Making Ruuh, our AI-powered desi chatbot, see and respond to photos like humans

Co-authored by Sonam Damani

Work done in collaboration with Microsoft Research Redmond

A picture is worth a thousand words, at least to human beings. Machines often struggle to interpret and respond to images the way humans do.

In recent years, Artificial Intelligence (AI)-powered algorithms have combined image recognition with Natural Language Processing (NLP) to caption images presented to them by users. However, these are basic responses with literal descriptions of images and lack the depth or empathy found in human conversations.

With the growing adoption of AI agents and the ubiquitous use of images in communication, it is now essential for machines to interpret and respond to images naturally. To bridge this gap in communication, our team developed a new model for generating natural, human-like comments to images. Integrated with our desi Artificial Intelligence (AI)-based chatbot Ruuh, the model helps her respond to images like a human and hold a free-flowing conversation.

Essentially, this technology can help unlock the potential of AI-enabled assistive tools and facilitate increased user engagement by adding an emotional dimension to image comments. Images across the internet can be made more accessible by providing an emotion-aware description for alternative text (ALT text). Developers can leverage this new technology to create video games that provide players with witty observations on their gameplay, kiosks that provide users comments on their images and artificially-generated cricket commentary. Incorporating image commenting with emotional depth in AI-led interactions could thus add a whole new dimension to user experiences.

The challenge of emotion-aware image commenting

Caption generation is a core element of the AI image(video)-to-text domain. Much of the research in this field has focused on enabling machines to detect and characterize objects in images.
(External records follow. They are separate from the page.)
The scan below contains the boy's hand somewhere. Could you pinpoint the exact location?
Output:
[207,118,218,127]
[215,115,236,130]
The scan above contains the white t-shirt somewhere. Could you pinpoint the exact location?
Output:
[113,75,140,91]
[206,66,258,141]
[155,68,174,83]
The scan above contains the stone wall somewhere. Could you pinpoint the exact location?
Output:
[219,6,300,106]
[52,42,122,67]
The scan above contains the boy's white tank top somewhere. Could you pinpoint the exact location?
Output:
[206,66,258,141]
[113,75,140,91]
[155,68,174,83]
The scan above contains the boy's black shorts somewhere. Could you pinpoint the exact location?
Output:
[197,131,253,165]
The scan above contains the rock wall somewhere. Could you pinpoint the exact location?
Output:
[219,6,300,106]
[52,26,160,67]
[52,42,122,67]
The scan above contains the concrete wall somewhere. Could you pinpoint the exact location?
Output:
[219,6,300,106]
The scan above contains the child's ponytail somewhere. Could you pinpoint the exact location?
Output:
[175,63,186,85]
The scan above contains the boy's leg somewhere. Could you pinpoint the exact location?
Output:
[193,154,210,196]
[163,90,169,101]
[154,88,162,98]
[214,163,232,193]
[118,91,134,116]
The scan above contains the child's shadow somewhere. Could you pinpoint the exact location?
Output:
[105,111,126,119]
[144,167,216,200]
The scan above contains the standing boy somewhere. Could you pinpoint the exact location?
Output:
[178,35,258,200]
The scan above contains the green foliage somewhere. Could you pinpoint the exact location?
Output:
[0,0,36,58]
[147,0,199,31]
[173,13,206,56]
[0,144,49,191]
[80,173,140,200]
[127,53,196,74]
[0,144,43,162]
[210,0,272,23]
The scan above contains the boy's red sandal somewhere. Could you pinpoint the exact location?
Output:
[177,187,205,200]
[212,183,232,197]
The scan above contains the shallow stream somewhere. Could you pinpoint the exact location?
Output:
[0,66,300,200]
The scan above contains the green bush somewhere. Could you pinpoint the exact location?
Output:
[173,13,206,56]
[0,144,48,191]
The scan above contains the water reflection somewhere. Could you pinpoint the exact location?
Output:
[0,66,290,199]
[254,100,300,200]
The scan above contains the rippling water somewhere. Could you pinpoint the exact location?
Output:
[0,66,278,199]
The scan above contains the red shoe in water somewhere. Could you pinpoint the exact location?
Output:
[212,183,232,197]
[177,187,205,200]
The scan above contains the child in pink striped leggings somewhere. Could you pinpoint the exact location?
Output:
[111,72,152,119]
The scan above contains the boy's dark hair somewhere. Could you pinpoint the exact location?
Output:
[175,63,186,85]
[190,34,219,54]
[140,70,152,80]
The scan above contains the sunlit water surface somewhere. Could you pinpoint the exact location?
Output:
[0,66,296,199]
Existing deep learning-based image captioning methods extract visual features and recognizable objects from an image and use a language model to create basic sentences or captions for the image. Applying a Recurrent Neural Network (RNN) to these existing models can enable a machine to interpret a series of images and generate a story from them.

However, the existing models do not go any deeper. They describe the objects in the image, any numbers or text, and even recognize human faces or animals. They cannot create a sentence that evokes emotions or differentiate between positive or negative experiences captured by the image.
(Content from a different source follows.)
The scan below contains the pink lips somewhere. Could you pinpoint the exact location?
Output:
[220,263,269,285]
There have been some attempts towards this direction in the past, like StyleNet (stylized captions), SentiCap (captions with sentiments), VQG (Visual Question Generation), etc. In this work, we extended these models to be able to generate human-like questions or comments based on the style and emotion detected.
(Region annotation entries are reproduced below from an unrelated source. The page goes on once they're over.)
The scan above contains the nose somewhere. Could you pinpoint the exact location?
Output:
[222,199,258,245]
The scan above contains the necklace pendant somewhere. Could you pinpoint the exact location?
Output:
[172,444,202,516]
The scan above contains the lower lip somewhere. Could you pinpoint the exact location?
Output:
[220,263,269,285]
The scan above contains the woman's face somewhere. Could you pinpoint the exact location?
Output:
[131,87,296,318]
The Image Commenting model is a benchmark for human-like comments on images. The comments go beyond descriptive machine-generated responses to express opinions, sentiments and emotions. The objective is to capture the user’s attention and drive engagement in a machine-generated conversation.

How the Image Commenting model works

The datasets for most studies of this nature involve human annotators who apply captions to images. However, such a controlled data generation environment was unsuitable for our model. To collect natural responses to images we extracted more than one million anonymized image-comment pairs from the internet. These pairs were filtered for sensitive material, political statements and adult content. The data was further processed to standardize the content - remove capitalizations, abbreviations and special characters to arrive at the final dataset.

Comparing Image Commenting data to the traditional Microsoft COCO data was a crucial step in ensuring the data was as natural as possible. Our analysis revealed that Image Commenting data was more sentimental and emotional, while the COCO data was more factual. The top word in the Image Commenting dataset was “like” whereas the top word in the COCO set was “sitting”. In fact, many of the most frequently used words in the Image Commenting data were sentimental, such as “love”, “great” and “pretty”. The variation in the length of sentences was more in the Image Commenting dataset, implying that these sentences were less structured and more natural. The conclusion was that Image Commenting data was far more expressive and emotional than COCO.

Figure 1. (a) Word cloud of the top words in the COCO dataset, (b) Word cloud of top words in the Image Commenting dataset.

Architecture : The first component is image featurization, where we use ResNet for creating vector representation of images. We use this feature representation along with information from Microsoft Vision API for face recognition, celebrity recognition etc. to extract candidate set of comments from the image-comment index. In the last stage, we used Deep Structured Semantic Model (DSSM) model trained on our dataset for ranking the candidate comments.

Figure 2. Architecture of the Image Commenting model



Figure 3. Examples of Image Commenting


Building emotional experiences and engagement with Image Commenting

With Image Commenting, machines can generate comments on images that are not just factual, but also emotive and socially relevant. The key aspect of Image Commenting is that the social language captured in the dataset is critical for making machines converse in a human-like manner.

Integrating the Image Commenting model with commercial conversational systems can enable more engaging applications. Be it visual dialog systems, visual question-answering systems, social chatbots, intelligent personal assistants and other AI-powered assistive tools, it can expand the possibilities of machine engagement with humans.

The ability to respond with an emotional and sentimental understanding and use images to convey meaning, instructions or provide reasoning can enhance the quality of conversations humans have with machines. It can add a new dimension of emotion-driven visual communication to the human-machine relationship and make the experience of using AI more engaging for users.